重力を無視したいかにもなワイヤーアクションすら、マトリックスがプログラムによる仮想世界という前提に立つと最も説得力があり、魅力的な表現だった。画面への気合いの入り方が半端じゃない。絶対にイケてる映像を撮るという意志の元に作られただろうイケてる映像の数々。堪らない。別に構図のプロでも専門家でもないし、学んですらいないんだけど、それでも感じずにはいられないこのキマりっぷり。

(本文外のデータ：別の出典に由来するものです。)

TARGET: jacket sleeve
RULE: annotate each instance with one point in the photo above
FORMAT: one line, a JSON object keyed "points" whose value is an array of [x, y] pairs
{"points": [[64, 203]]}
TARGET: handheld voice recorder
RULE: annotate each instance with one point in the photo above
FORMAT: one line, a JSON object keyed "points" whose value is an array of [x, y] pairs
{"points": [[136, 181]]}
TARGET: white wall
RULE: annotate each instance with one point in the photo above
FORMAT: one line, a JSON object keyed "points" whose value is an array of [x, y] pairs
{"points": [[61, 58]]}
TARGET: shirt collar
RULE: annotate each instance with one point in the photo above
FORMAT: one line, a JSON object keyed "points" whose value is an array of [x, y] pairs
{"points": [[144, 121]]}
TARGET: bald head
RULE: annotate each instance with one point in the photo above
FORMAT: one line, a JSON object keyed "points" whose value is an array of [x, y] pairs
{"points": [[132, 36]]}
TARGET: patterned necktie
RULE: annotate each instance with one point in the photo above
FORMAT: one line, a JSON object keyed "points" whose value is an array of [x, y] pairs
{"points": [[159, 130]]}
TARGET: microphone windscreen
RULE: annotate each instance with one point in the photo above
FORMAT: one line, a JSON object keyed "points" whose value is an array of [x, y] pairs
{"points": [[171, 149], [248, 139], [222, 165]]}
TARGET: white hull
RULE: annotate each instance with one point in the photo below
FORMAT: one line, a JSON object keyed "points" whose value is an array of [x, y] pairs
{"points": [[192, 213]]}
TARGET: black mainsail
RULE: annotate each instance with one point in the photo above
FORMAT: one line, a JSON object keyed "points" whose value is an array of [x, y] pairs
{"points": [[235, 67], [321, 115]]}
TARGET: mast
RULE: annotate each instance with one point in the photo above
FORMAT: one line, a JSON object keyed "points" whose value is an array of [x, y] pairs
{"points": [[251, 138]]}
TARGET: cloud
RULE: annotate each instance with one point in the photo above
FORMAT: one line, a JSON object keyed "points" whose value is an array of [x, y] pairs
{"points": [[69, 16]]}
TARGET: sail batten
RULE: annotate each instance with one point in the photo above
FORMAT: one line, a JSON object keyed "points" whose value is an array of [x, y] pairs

色彩も印象深い。マトリックス内での全体的に緑がかった、しかしながらわざとらしすぎない彩度が、自然に世界観に没入させてくれる。序盤の赤とのコントラストにドキッとする。オレンジとは不思議な調和をする。黒との組み合わせは作品を象徴する色遣いだ。

いちいち面白い画なので、ずっと心躍らせながら見ていられた。アクションの見どころをカッコよく見せてくれるし、そもそもアクションそのものがカッコいい。壁を蹴って走るアクションやスローの演出はたまに見るけど、こんなにも効果的にカッコよく使われていると新鮮に感動する。キマっているんだけど、難解な画面ではなかったのも良かった。構図を面白く感じるためには、ベースが堅牢であることも必要不可欠なのだと思った。

 

ストーリーやプロットは寧ろ王道的だった。一方で難解で思わせぶりで、意味を考え込みたくなる台詞回しも多かった。画面の作りと似ていると言えるかもしれない。

通底する宗教性*1に不思議な魅力がある。宗教性そのものと言うよりも、信じることに迷いのないモーフィアスと、迷いながらも選択をしていくネオのキャラクターに、かもしれない。

*1:信じる、救世主、預言者というキーワードからキリスト教的であると感じたため。